Vendors deploying server-side encryption, while offering cybersecurity services to their clients, actually increase the potential attack vector for their customers when compared to Zero Knowledge Encryption. As well as a potential attack occurring directly against the client, their data and decryption keys could be compromised by an external attack on the vendor, over whose security policies they have no direct control. With Zero Knowledge Encryption, attackers would not be able to decrypt the data by breaching the vendor.
Since the data is encrypted before it is sent to the vendor to be stored in their datacentre, there is far less risk posed by a man-in-the-middle attack.

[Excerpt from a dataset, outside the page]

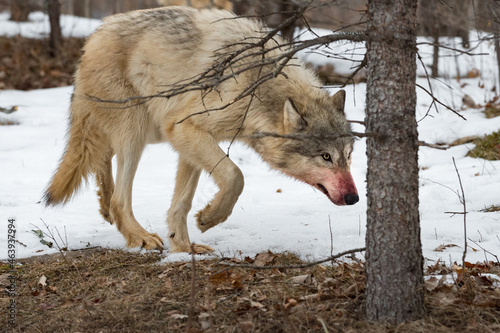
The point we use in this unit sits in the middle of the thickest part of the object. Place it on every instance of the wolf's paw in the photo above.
(105, 214)
(208, 218)
(146, 240)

Man-in-the-middle attacks occur when an attacker inserts themselves between two communicating parties, relaying the information to each of them to ensure they believe they are in direct communication. While this can occur when data is sent to the vendor unencrypted or is sent alongside the encryption keys, with Zero Knowledge Encryption, any attacker would gain access to the data, but not the key to decrypt it.
When choosing an IAM or IDaaS solution, any organisation will have to be assured that their data will be safe. Yet as well as the method of encryption used, the location where it is encrypted and the question of who has access to the keys are just as important. By choosing a vendor that uses Zero Knowledge Encryption, enterprises can be confident of reducing their attack surface by ensuring that, when it comes to storing employee login credentials for cloud apps, the encryption keys are stored segregated from the data.
So, the question you should be asking your potential vendor when undertaking due diligence is where is the data encrypted and who has access to the keys?